There is nothing invisible about the aggregator in this scenario.

So, in this example, the ‘news aggregator’ should by all means show the preview portal, but when activated, it should navigate the user to the portal page’s site, and the session between the user and the aggregator will end.

The aggregator could also allow the user to swipe through a carousel of unactivated portals, that would also be fine. At no point during that experience would the URL change. When the user indicates an intent to navigate to a portal, that page becomes the active tab and the news aggregator page is unloaded.

This seems like it would be a different user experience which requires more actions and time:

  • the user would have to swipe, [activate], read, [then go back], [probably wait until the carousel UX comes back], swipe [and activate]. Note: activate could just be scrolling and be counted as “free”.

#19

There is nothing invisible about the aggregator in this scenario.

I disagree. I’d be reading a news article from NYT, with nytimes.com in the address bar, but not all the UI on the page is served by nytimes.com. And the part that is not, is not even under the control of NYT. To the user, it looks like the whole thing is NYT, but it’s not.

Whoever is identified in the URL bar is the controlling origin for the tab. There must be nothing - no script, no markup, no style, no workers, no portals, nothing - which is not loaded by the controlling origin. That breaks the web.

I appreciate that you are trying to create a particular user experience for AMP. However, if Google wants to not compromise on this, then you cannot put the origin of the article owner in the address bar, because at no point are you ceding control of the tab to that origin.

To turn this around, if I want to load google.com in a portal, full-screen it and activate it, showing google.com with a validated cert in the URL bar, but still be able to detect gestures and interactions with the Google page and beacon those back to my server, are you ok with that?


#20

A critical piece of this UI is that it MUST be provided by the article, since the AMP viewer has been navigated away from. The article might provide it by <portal>ing the referring viewer page (as mentioned in the explainer: “The news aggregator becomes a portal of the activated article.”), but it’s still a subsection of the article’s page.

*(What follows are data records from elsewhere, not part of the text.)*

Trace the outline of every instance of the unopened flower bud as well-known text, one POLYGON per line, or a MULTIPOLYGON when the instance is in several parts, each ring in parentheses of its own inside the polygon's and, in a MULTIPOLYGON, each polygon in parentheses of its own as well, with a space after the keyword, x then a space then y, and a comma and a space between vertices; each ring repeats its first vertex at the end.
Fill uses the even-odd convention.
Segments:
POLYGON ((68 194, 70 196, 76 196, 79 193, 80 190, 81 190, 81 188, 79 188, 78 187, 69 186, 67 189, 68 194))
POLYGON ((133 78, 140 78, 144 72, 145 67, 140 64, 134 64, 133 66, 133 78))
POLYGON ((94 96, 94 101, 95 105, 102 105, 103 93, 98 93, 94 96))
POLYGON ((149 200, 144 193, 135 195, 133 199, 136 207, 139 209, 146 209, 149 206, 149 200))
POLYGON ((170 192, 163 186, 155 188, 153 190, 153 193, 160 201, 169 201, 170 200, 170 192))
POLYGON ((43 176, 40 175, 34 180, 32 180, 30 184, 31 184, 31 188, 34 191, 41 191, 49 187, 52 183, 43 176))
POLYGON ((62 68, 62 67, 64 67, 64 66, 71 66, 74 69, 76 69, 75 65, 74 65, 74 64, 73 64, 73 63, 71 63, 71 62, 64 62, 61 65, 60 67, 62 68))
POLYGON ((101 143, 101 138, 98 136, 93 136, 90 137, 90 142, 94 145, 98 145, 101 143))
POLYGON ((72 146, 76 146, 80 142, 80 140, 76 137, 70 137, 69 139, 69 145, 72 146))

I’m not convinced that this is workable as a UI—target pages would need to be very careful to get the positioning right to maintain the illusion, and the carousel would need to trust that all articles did this—but I think it does preserve the attributes @triblondon wants.

This obviously isn’t clear enough in the explainer; @Kenji, could you make it more explicit?


#21

Ah, the penny drops. Sorry I didn’t get this before. So in this scenario the aggregator persuades/coerces the content creator to include some standard library or piece of markup that is proprietary to that aggregator?


#22

I believe so, yes. You could imagine a uniform way to do it across aggregators, where when a portal is promoted, the aggregator includes a message of where on the screen it wants to be embedded. The uniform code would also have to recognize the complete set of gestures, so probably just left and right swipes, which would swap the referring portal back into control when they start.

However, that’s probably ripe for abuse, where, say, a hostile site portals to a reputable one, with their “navigation UI” arranged to mislead the user. This could be handled by whitelisting referrers, but that goes back to the centralizing properties we (I?) want to avoid.